A substitute teacher filling in for a Whiteland Community High School teacher on leave picks up all of that educator’s responsibilities but doesn’t receive all of the benefits.
Long-term substitutes are licensed teachers who plan lessons, grade assignments and have conferences with parents. But in many cases they aren’t under contract and don’t receive health insurance, life insurance, sick leave or retirement contributions that full-time teachers are given, Indiana State Teachers Association Uniserv director Judie Edwards said.
Under Indiana law, school districts can decide whether to offer long-term substitutes contracts that include benefits in certain situations, such as if the substitute is filling in for a teacher with a disability or one who is serving in the military.
Edinburgh Community School Corp. offers long-term substitutes benefits only if they are at a school for the entire year, and Nineveh-Hensley-Jackson United School Corp. decides whether to offer benefits on a case-by-case basis.
BY THE NUMBERS
2010-2011 school year
35: The number of long-term teacher absences Clark-Pleasant had to fill
$40,000 to $50,000: The amount it would have cost to provide benefits such as health and life insurance and retirement contributions for the 35 long-term substitutes.
2011-2012 school year
19: Number of long-term absences Clark-Pleasant is expecting so far
Five: The number of substitutes who will receive benefits from the district this year. These substitutes will teach in the same classroom all school year.

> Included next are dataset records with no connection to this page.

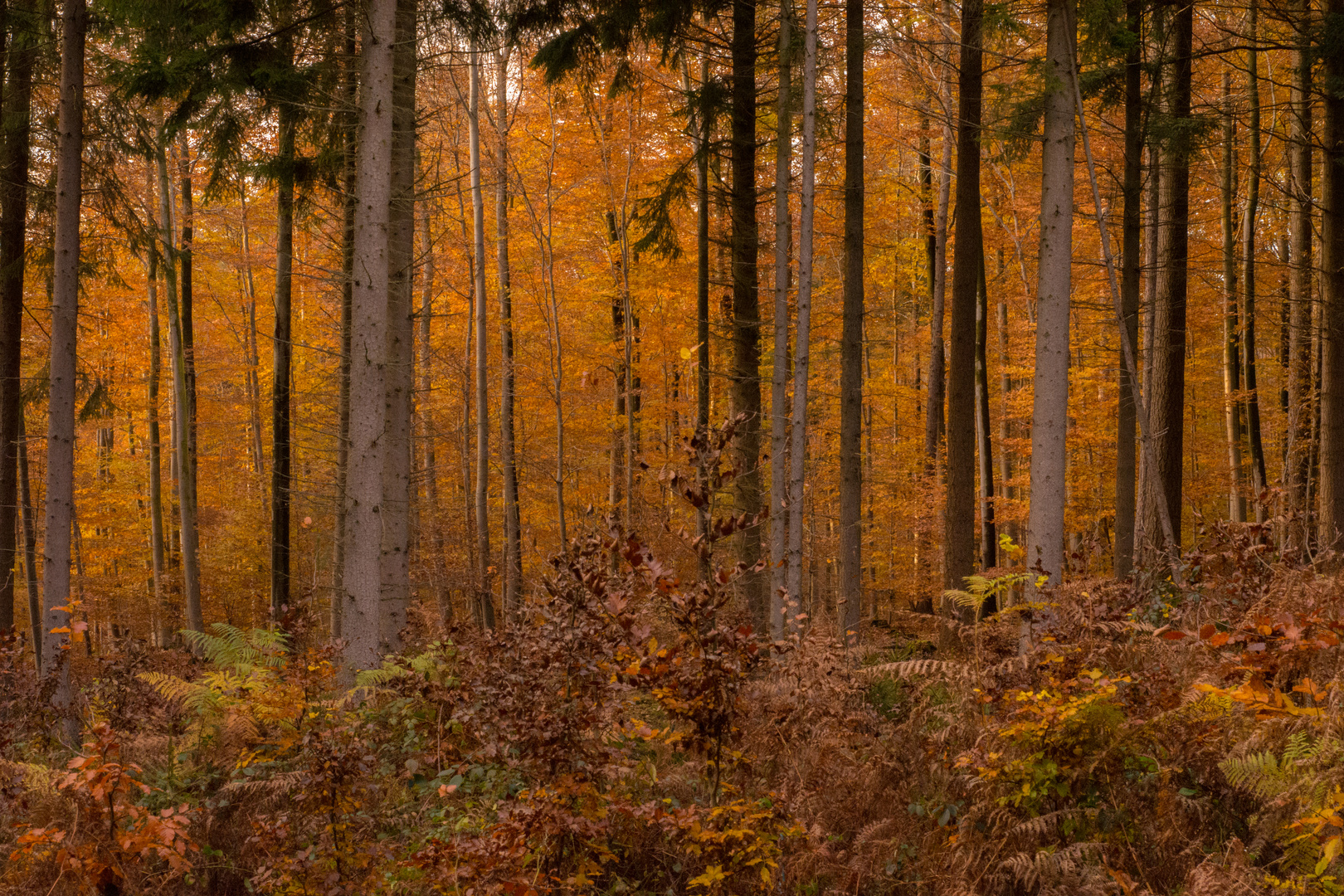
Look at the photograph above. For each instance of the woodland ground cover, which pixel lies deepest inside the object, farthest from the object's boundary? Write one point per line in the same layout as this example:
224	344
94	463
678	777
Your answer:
633	735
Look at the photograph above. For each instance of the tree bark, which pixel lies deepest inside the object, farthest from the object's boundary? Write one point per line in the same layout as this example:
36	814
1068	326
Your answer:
368	343
802	338
958	525
746	308
65	314
851	334
782	512
1127	466
1050	407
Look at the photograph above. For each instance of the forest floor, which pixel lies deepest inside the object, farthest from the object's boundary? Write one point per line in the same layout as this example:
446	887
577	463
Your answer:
631	737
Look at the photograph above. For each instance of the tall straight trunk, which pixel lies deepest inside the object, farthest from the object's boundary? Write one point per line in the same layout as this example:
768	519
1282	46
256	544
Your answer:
368	343
1300	362
1050	406
251	348
782	512
1231	327
350	123
30	543
960	522
984	448
851	334
1127	466
65	314
283	351
1253	175
399	377
163	625
431	518
1332	292
802	338
1168	390
513	538
702	288
746	303
485	602
14	218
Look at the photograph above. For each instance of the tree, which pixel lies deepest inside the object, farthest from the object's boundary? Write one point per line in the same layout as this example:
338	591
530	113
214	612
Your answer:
851	332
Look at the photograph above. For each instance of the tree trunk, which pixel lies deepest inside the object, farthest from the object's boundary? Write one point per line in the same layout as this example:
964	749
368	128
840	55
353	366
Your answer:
513	538
1231	328
802	338
1127	416
1050	407
401	334
283	353
851	336
782	512
65	314
1332	293
746	308
485	601
1253	175
958	527
368	344
182	403
14	219
1300	360
1168	391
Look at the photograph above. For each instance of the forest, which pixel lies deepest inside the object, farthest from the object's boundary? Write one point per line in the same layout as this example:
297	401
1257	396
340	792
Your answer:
620	448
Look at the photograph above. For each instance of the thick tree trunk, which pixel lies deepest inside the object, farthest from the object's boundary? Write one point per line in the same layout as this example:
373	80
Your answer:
958	547
1127	468
14	218
65	314
1050	407
401	334
1300	281
851	334
1332	293
283	351
513	538
782	512
485	599
1168	391
1253	176
746	303
1231	327
802	338
368	344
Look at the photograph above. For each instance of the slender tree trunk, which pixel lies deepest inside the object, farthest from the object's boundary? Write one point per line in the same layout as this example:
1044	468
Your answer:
368	344
14	219
802	338
746	308
513	538
485	602
283	349
1127	416
1231	327
1300	360
401	336
1168	391
984	448
65	314
958	525
1249	231
1332	290
1050	407
851	334
782	511
182	402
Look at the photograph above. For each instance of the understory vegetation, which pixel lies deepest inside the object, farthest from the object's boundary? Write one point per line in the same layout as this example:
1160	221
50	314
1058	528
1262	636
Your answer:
631	733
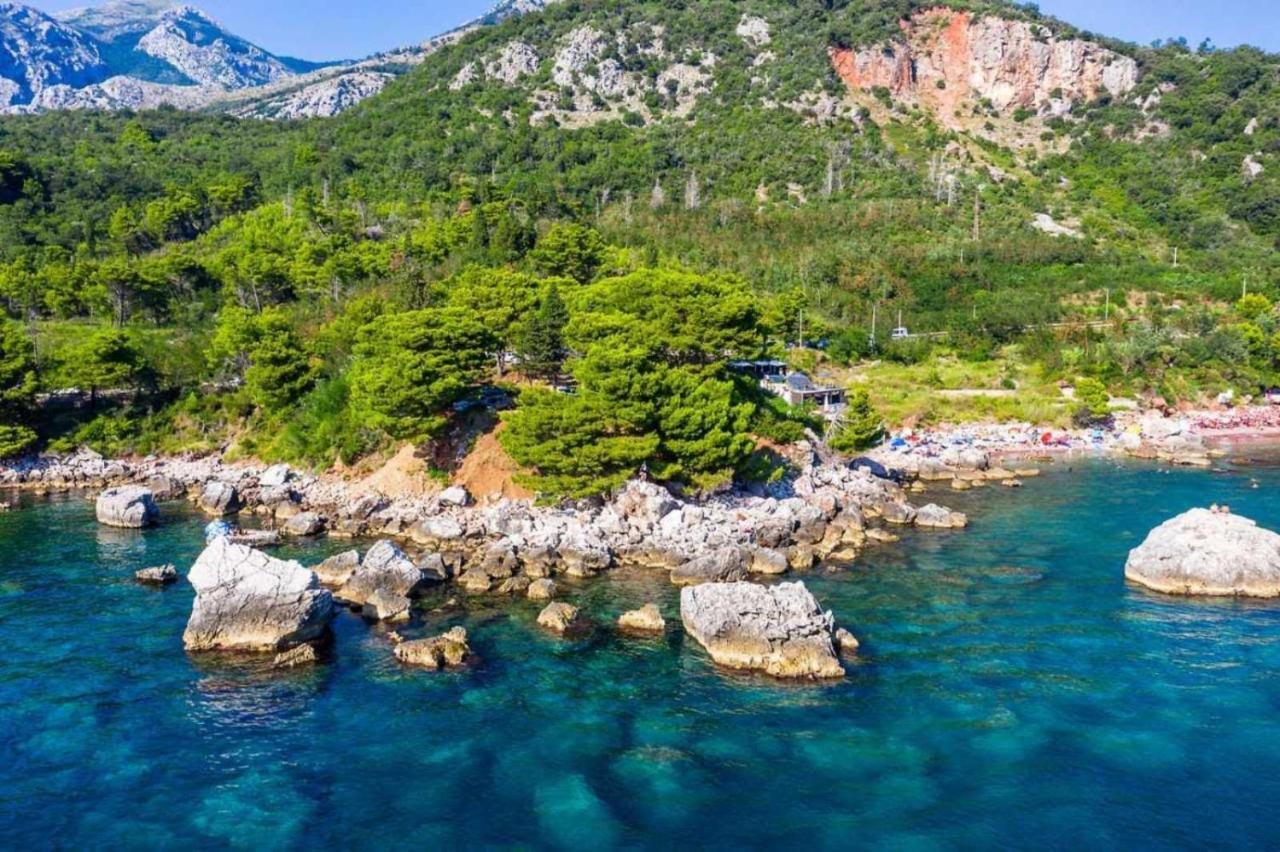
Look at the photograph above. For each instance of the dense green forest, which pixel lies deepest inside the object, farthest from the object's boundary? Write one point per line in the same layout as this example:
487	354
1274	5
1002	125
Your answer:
318	291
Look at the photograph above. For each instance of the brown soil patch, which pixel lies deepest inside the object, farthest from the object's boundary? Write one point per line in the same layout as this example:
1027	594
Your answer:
405	475
489	472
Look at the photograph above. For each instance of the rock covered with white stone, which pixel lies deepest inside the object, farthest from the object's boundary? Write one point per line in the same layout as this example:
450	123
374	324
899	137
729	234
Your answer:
129	508
250	601
384	568
776	630
1207	553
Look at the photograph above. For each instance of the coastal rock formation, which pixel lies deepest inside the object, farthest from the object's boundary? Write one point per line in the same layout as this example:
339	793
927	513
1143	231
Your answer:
248	601
293	658
1205	553
304	525
542	590
337	569
727	564
385	568
940	518
647	619
446	651
158	576
385	605
560	618
776	630
129	508
955	63
219	499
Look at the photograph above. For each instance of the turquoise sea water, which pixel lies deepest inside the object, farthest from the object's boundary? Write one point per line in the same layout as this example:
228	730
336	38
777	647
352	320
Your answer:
1013	692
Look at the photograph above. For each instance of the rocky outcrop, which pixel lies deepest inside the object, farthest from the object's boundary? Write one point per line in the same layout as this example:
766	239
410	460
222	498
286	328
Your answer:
158	576
955	63
337	569
560	618
387	569
446	651
304	525
727	564
248	601
219	499
542	590
129	508
776	630
1207	553
647	619
937	517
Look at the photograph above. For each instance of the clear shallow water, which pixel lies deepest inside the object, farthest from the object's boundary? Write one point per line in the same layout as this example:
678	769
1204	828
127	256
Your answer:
1013	692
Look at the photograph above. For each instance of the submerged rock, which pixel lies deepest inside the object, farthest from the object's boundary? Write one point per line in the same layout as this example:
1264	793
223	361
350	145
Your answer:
846	642
129	508
337	569
291	659
219	499
560	618
542	590
647	619
158	576
304	525
449	650
1205	553
250	601
384	568
940	518
385	605
776	630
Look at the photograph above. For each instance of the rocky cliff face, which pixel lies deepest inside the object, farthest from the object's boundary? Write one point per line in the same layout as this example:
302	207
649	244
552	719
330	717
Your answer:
37	51
964	67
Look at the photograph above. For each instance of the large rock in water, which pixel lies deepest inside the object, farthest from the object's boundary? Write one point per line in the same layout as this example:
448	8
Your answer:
385	568
250	601
131	508
1202	553
777	630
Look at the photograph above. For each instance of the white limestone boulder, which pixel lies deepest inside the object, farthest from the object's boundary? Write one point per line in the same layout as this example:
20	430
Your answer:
129	508
250	601
1203	553
776	630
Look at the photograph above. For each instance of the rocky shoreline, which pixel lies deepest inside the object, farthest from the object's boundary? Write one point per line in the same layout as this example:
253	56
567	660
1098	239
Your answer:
823	511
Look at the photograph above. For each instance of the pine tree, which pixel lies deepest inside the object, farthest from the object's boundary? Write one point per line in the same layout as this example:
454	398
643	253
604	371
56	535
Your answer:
280	370
17	389
542	346
863	427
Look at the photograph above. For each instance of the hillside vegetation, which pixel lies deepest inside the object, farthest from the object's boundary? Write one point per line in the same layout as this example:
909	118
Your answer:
631	195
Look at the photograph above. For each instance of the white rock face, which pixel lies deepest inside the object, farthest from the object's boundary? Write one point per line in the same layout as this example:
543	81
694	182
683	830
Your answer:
131	508
324	99
384	568
119	94
37	51
754	31
1046	224
183	40
517	59
250	601
776	630
1202	553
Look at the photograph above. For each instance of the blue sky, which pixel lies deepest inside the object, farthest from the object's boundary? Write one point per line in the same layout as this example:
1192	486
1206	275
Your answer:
353	28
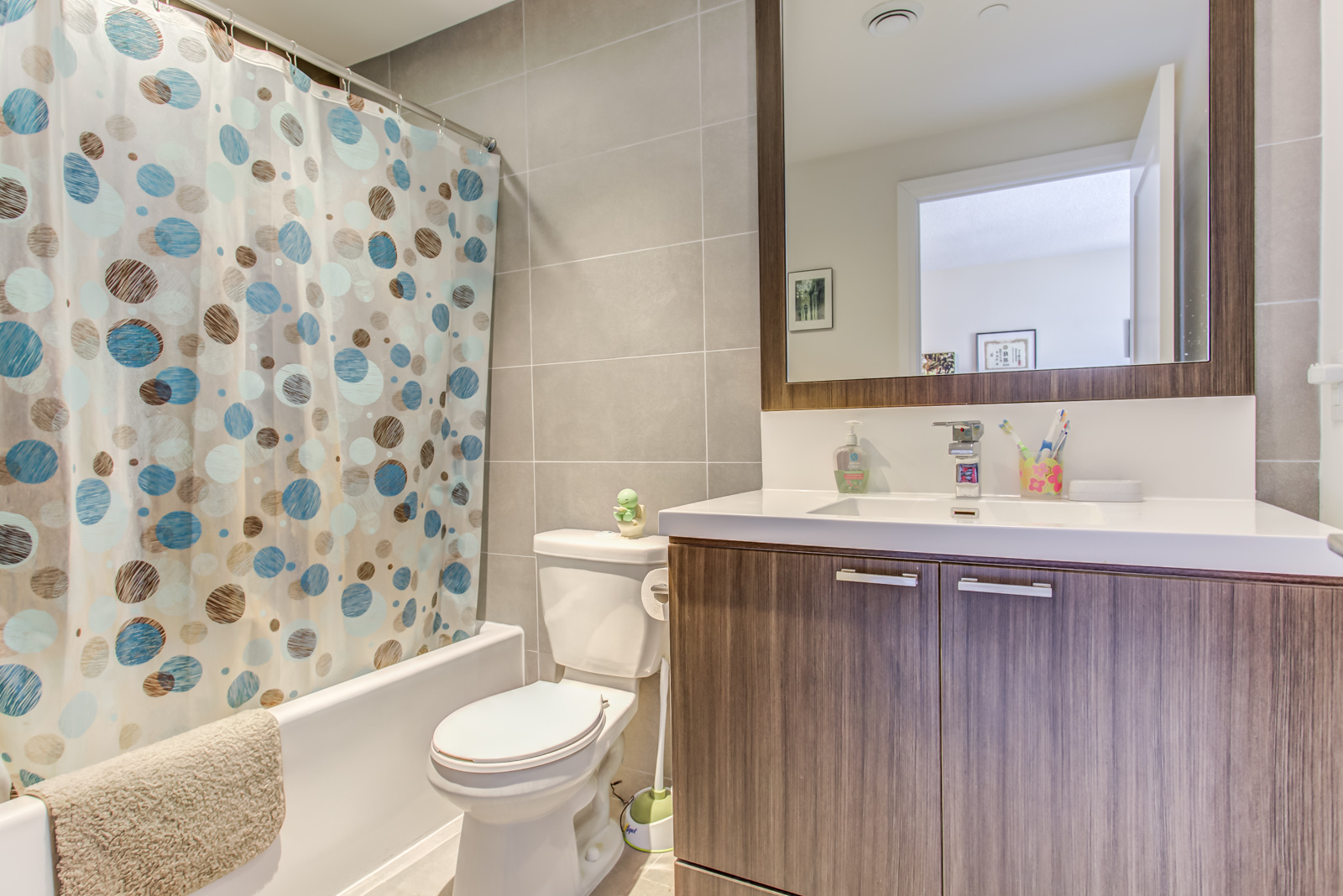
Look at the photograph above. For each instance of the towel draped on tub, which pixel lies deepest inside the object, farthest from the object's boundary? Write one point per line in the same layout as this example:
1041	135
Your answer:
171	817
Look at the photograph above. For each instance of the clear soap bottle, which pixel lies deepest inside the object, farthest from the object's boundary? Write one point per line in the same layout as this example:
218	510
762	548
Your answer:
852	468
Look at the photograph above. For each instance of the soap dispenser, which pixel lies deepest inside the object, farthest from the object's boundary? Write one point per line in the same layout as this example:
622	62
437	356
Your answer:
852	464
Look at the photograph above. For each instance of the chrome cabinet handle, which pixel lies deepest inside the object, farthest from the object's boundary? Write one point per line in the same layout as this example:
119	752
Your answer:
907	580
1038	589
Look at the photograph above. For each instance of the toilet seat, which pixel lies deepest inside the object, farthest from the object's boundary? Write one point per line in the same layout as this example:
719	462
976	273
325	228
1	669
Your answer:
520	728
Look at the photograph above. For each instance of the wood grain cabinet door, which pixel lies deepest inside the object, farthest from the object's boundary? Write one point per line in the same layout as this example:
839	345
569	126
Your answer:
805	721
1139	737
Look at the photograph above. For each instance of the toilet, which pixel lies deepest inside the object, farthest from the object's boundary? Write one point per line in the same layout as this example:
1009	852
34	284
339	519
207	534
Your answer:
530	768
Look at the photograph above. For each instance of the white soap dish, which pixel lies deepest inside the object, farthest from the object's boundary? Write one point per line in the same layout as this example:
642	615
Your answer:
1105	490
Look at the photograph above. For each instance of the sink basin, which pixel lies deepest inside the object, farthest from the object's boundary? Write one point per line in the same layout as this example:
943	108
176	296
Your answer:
991	511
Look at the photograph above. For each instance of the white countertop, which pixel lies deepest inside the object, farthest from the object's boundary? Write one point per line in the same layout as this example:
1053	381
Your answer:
1192	534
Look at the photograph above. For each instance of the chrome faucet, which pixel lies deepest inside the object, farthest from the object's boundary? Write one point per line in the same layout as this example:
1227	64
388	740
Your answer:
964	448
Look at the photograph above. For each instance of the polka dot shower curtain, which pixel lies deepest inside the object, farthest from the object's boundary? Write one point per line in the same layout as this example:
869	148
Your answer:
243	346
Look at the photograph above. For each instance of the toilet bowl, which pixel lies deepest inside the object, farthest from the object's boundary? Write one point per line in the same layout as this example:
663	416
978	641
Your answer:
530	768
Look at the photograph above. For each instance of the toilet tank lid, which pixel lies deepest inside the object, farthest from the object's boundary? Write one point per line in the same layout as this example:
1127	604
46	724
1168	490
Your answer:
609	548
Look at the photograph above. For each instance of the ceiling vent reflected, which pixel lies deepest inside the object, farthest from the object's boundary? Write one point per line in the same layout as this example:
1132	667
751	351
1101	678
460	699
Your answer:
892	19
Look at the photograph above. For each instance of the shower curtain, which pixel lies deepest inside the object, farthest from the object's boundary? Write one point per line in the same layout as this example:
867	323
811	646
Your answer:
243	338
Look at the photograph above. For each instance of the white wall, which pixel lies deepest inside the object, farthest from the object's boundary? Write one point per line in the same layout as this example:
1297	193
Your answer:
1076	304
1148	440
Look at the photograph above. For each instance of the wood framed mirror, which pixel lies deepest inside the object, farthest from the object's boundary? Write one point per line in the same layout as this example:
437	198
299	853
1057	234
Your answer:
1006	194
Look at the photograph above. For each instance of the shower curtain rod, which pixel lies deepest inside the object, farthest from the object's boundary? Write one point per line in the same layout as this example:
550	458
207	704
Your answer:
228	18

Franklin Community School Corp. doesn’t offer benefits to long-term substitutes.
Clark-Pleasant has received 19 leave requests this year. Five substitutes have been hired to fill leaves that will last the entire school year, and Clark-Pleasant is providing those substitutes benefits, director of human resources Terry Thompson said.
“Since the temporary teacher was going to be there the entire year, we just felt it was the right thing to do,” he said.
But Edwards wants all of Clark-Pleasant’s long-term substitutes to receive the same benefits as regular teachers. A substitute with the district for several months should be able to take a paid day off if they get sick, she said.
“We think they are certified teachers and should be treated as professionals,” she said.
The Clark-Pleasant Education Association, which represents the district’s teachers, has asked the Indiana Education Employment Relations Board to hear the case.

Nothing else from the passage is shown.